Tweaked the heuristic to get the reg-usage.ll test under control that Tom provided: The problem exposed by that case was in situations where both the top and bottom boundary only had pressure increasing choices available. Comparing the magnitude and then schedule some top, some bottom nodes was a bad idea:
In some situations we would schedule a top node early (because it happens to increase the pressure least accross both boundaries) only to find out a few nodes later that it would have decreased the pressure on the bottom. I tweaked the heuristic to always pick a bottom node in cases where all available choices in top+bottom increase register pressure.

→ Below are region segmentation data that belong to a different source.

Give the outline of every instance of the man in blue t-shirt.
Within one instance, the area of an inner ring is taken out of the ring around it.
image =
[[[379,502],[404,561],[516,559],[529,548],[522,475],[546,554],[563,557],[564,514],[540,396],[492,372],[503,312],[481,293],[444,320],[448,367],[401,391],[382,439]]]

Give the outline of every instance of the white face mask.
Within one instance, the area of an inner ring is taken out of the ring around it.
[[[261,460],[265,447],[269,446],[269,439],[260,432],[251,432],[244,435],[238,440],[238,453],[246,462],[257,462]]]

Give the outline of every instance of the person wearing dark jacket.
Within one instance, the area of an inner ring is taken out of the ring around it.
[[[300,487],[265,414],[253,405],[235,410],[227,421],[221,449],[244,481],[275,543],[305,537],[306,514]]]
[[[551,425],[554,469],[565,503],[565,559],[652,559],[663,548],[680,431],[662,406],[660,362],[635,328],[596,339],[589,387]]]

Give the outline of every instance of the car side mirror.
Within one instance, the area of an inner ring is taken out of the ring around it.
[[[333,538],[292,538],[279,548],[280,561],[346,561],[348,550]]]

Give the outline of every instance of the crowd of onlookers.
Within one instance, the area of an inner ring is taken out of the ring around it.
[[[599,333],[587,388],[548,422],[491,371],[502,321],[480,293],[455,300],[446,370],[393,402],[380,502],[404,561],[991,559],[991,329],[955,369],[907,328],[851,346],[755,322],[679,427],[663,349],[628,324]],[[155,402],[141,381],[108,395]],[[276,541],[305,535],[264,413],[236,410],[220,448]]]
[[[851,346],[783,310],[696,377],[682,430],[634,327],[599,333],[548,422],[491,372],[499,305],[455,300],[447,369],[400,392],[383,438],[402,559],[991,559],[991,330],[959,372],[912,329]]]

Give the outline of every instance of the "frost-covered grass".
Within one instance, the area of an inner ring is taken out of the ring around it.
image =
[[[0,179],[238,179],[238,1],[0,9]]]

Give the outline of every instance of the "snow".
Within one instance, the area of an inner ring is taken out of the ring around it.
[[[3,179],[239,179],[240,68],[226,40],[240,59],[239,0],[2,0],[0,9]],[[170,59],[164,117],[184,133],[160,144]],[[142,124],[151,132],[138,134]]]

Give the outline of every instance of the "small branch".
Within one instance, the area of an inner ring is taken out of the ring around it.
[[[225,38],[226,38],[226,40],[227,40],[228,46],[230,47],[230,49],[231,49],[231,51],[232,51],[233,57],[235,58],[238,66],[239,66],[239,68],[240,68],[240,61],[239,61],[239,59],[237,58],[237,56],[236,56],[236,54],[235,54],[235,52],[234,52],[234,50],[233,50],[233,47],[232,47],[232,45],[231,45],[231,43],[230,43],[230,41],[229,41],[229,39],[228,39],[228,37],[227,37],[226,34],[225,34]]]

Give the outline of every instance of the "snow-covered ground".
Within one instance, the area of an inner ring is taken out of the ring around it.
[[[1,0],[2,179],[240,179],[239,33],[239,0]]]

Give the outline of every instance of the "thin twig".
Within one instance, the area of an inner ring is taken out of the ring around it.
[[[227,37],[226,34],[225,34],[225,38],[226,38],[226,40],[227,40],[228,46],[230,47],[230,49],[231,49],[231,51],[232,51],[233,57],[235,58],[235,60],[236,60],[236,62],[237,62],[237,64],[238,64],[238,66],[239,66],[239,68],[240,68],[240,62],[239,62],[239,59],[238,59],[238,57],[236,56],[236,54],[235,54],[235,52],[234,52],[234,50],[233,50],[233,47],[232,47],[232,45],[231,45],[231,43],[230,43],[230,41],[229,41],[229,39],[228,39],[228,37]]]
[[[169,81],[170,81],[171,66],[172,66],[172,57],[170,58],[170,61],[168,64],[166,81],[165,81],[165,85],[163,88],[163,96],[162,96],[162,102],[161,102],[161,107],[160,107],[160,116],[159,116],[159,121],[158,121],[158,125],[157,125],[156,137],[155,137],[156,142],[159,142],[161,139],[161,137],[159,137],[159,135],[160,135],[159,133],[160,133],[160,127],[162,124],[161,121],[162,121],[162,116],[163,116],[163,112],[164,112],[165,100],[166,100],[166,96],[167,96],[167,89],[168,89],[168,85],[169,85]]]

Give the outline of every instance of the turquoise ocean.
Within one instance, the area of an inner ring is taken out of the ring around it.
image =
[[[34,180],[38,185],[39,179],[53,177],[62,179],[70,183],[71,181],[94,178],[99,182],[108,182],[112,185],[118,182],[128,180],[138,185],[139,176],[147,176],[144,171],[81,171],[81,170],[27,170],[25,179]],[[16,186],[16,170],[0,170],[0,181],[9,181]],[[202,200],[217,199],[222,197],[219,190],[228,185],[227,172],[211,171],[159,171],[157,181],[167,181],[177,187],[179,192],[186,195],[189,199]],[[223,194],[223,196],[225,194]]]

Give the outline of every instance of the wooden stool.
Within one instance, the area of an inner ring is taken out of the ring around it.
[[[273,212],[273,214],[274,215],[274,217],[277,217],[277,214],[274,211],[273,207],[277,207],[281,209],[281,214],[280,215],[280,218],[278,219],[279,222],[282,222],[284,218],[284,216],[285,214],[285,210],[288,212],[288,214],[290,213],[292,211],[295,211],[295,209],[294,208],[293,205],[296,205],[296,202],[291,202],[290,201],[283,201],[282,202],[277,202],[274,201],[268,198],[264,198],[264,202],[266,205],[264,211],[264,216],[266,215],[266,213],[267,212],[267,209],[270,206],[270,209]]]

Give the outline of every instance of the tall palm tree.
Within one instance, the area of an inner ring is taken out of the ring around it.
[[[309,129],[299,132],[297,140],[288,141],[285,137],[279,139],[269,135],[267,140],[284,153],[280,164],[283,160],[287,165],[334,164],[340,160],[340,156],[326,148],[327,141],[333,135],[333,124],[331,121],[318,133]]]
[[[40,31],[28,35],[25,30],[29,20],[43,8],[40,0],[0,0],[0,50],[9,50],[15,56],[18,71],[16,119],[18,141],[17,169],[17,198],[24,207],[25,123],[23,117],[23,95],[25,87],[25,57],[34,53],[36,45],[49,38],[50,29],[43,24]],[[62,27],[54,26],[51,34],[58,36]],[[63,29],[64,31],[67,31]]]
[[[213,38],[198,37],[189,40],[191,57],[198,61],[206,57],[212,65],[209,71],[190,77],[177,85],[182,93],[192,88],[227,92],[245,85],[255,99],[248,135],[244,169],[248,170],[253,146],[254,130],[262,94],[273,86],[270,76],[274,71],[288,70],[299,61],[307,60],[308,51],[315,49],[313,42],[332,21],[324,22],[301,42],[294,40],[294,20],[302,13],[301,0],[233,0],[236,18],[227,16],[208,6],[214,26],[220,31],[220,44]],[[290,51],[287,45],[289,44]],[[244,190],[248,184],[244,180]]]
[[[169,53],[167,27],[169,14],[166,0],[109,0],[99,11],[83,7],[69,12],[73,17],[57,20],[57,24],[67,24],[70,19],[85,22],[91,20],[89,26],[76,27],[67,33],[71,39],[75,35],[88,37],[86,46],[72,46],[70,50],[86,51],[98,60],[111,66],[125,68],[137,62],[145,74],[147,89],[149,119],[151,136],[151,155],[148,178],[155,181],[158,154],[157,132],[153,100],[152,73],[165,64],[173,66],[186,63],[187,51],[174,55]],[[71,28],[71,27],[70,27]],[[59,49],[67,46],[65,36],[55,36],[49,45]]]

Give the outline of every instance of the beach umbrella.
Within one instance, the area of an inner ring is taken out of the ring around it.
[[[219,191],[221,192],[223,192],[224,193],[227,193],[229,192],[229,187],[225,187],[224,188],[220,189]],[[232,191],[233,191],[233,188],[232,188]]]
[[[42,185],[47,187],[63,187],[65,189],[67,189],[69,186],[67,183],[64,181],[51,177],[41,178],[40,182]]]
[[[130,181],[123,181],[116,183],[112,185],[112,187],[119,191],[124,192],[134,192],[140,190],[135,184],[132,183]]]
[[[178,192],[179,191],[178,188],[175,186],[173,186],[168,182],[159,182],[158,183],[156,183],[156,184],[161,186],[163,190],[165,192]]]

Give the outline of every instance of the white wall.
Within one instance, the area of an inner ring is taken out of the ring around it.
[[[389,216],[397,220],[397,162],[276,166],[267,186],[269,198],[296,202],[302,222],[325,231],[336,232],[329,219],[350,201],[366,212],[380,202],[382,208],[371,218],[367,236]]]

In reg-usage.ll I see no regression in NumVgprs anymore now. There is still a 38 -> 46 Regression for SGprs which I will investigate, but it would probably be worth to re-run the benchmarks with this updated version.

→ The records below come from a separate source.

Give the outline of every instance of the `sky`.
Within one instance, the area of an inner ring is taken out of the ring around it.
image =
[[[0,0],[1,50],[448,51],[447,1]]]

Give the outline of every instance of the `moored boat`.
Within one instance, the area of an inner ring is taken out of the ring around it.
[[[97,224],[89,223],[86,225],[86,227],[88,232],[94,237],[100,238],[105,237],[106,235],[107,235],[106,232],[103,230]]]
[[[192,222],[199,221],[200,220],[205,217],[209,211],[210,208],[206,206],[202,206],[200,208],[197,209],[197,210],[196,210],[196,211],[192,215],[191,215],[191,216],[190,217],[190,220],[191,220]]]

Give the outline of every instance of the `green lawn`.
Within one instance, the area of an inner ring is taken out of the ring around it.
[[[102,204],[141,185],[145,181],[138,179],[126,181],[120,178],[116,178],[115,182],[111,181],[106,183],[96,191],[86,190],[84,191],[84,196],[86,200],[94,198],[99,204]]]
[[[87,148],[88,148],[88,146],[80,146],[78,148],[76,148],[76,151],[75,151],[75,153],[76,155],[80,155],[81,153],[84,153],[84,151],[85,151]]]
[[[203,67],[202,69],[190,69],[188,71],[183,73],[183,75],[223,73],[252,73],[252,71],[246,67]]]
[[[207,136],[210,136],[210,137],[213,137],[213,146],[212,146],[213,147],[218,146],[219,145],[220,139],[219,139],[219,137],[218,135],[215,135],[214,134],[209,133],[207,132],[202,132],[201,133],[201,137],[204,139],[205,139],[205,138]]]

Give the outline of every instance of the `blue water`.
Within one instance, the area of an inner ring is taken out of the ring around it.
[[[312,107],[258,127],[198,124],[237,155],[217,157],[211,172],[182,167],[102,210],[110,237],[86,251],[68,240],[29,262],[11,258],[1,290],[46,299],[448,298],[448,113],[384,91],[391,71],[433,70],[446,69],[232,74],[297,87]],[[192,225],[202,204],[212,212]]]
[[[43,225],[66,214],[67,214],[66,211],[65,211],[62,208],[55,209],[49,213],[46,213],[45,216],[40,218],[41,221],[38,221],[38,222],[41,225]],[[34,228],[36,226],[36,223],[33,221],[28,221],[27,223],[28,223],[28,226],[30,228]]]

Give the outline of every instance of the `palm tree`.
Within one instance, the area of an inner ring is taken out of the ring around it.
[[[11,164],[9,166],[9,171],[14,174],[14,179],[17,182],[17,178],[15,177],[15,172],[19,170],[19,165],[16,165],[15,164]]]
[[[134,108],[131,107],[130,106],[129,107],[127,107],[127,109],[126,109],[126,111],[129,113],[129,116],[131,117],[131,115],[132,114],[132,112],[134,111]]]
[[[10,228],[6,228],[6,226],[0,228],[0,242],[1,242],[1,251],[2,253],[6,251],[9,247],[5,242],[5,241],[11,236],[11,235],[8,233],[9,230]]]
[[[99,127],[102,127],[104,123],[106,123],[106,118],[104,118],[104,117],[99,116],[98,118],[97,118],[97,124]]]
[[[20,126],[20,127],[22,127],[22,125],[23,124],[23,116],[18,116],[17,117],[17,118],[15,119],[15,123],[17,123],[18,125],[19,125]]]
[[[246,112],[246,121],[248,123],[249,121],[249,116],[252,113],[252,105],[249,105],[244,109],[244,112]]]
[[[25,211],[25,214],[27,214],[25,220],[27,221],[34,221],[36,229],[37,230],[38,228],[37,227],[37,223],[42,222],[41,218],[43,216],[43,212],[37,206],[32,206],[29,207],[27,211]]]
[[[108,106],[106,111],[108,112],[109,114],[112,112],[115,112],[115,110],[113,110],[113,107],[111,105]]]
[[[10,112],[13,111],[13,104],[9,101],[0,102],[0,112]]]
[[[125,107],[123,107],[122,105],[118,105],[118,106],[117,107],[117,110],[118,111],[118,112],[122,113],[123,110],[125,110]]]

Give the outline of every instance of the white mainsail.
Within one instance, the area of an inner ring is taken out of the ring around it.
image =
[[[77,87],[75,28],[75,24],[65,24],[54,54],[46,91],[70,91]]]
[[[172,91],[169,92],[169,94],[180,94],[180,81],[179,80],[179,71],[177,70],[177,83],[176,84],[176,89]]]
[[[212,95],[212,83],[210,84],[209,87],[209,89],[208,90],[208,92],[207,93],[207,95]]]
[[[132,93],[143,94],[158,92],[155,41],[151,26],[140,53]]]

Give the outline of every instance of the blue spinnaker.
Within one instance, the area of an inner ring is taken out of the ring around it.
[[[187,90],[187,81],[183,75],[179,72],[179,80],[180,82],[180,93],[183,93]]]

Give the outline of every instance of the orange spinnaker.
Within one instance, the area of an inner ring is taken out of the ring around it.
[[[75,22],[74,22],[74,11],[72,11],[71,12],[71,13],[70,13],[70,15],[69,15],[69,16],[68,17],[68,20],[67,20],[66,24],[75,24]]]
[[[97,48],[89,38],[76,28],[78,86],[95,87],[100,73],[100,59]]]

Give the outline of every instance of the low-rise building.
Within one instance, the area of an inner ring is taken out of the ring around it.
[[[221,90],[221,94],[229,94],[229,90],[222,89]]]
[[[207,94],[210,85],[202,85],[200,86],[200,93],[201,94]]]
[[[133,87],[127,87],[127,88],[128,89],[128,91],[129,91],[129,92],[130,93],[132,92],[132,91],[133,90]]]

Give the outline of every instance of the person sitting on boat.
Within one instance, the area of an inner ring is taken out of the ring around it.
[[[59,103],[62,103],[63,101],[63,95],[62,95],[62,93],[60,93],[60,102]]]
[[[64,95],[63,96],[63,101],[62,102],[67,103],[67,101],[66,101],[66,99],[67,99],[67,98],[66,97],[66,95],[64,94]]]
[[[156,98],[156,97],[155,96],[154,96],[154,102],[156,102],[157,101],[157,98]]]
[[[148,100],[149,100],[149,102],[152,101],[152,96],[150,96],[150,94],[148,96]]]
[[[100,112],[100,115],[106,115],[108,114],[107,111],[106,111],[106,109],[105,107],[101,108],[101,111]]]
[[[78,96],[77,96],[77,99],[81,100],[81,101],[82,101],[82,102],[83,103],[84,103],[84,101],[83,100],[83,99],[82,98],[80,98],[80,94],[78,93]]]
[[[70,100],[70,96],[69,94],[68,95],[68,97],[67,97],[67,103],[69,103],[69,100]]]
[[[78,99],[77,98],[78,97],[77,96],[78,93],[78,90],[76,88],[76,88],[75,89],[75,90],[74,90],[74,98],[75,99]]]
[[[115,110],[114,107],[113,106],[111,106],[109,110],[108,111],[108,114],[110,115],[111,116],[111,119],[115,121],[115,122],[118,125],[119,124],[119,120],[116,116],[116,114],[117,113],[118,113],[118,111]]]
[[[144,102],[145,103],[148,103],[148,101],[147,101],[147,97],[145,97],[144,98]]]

Investigating the scheduler some more, I came to the realization that when scheduling bidirectional we often have situations in which there is no clear good choice at the top or bottom boundary. Picking something from the top boundary because some heuristic rule with a "tie-breaking nature" tells us to is often contraproductive as we often get into a situation later where the node would have been useful to reduce register pressure at the bottom boundary.
Tweaking the heuristic in the sense that we only pick something from the top boundary if it is a good choice in itself (= only 1 choice, register pressure improves, cluster edges are respected, keeping physreg copies early). In cases where we only have "tie-breaking" rules (= register pressure is increased less than with another node, weak edges are not fulfilled, nodes are in program order, ...) we stay with the choice from the bottom boundary.

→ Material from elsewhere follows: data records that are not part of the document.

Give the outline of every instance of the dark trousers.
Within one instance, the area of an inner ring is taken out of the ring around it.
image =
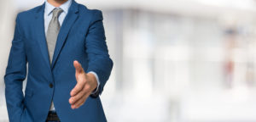
[[[45,122],[61,122],[61,120],[56,112],[49,111]]]

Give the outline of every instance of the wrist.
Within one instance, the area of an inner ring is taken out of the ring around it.
[[[98,83],[96,76],[92,73],[86,74],[89,82],[91,86],[91,92],[97,88]]]

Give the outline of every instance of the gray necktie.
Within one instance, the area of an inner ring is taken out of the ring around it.
[[[47,30],[46,41],[50,64],[52,62],[52,58],[54,55],[55,47],[61,28],[58,17],[61,14],[61,12],[63,12],[61,8],[55,8],[52,11],[52,19],[49,24]]]

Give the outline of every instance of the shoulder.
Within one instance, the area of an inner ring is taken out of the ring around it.
[[[21,11],[18,13],[17,14],[17,19],[21,19],[21,20],[29,20],[41,8],[44,8],[44,5],[37,6],[35,8],[32,8],[28,10]]]
[[[79,13],[81,14],[87,14],[87,16],[97,16],[97,17],[102,17],[102,11],[99,10],[99,9],[90,9],[88,8],[86,6],[83,5],[83,4],[79,4]]]

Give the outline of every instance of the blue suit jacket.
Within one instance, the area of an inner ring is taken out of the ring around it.
[[[75,86],[73,60],[85,71],[94,71],[100,80],[99,93],[113,67],[105,42],[102,14],[73,1],[61,27],[49,64],[44,25],[44,4],[18,14],[5,81],[6,103],[10,122],[44,122],[54,101],[61,122],[106,121],[99,97],[88,97],[72,109],[68,103]],[[25,97],[22,82],[26,77]],[[53,84],[53,87],[49,86]]]

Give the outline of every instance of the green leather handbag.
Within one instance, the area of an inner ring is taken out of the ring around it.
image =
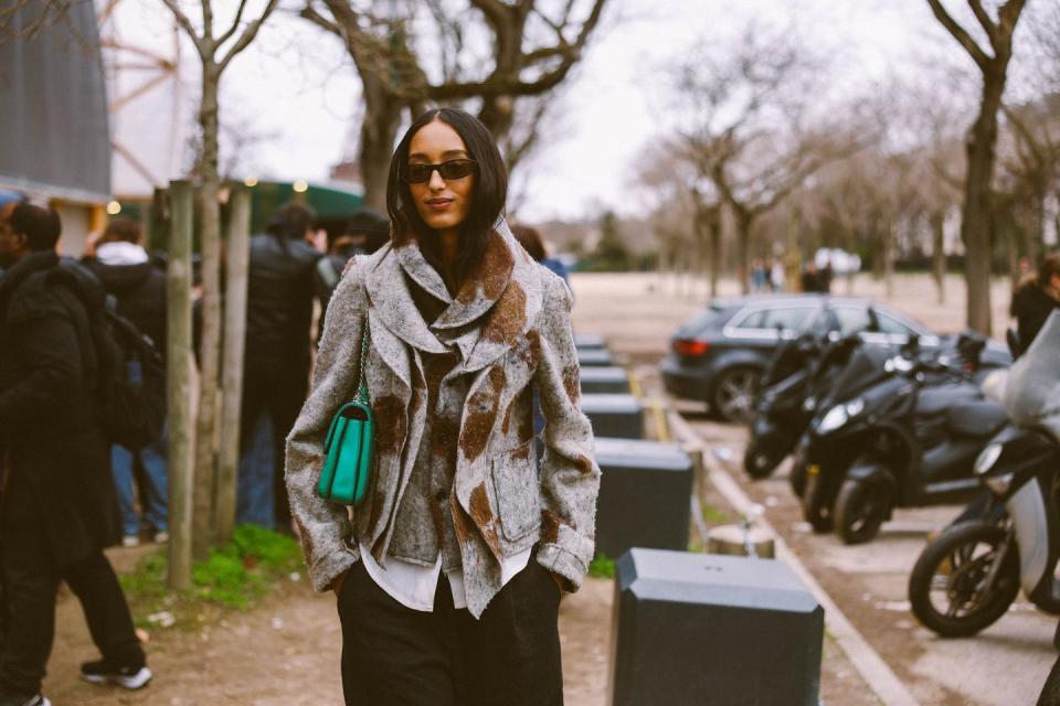
[[[331,418],[324,440],[324,468],[317,494],[340,505],[359,505],[368,494],[372,474],[374,445],[372,406],[364,381],[364,357],[368,355],[368,322],[361,339],[361,365],[357,394]]]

This restores the quality of the reg-usage.ll example from Tom, and seems to be beneficial in general. On AArch64 (the only other target with bidirectonal scheduling enabled) I measure a 2% improvement in 252.eon, 1% in 401.bzip2 and improvements in a handful of smaller benchmarks without any regressions (outside of noise).
The updated branch improves register usage when compared to trunk:
SGPRS: 318600 -> 313856 (-1.49 %)
VGPRS: 206385 -> 203085 (-1.60 %)
Code Size: 7199132 -> 7191340 (-0.11 %) bytes
Max Waves: 49246 -> 49626 (0.77 %)
I have no objections to this change, thanks for working on this.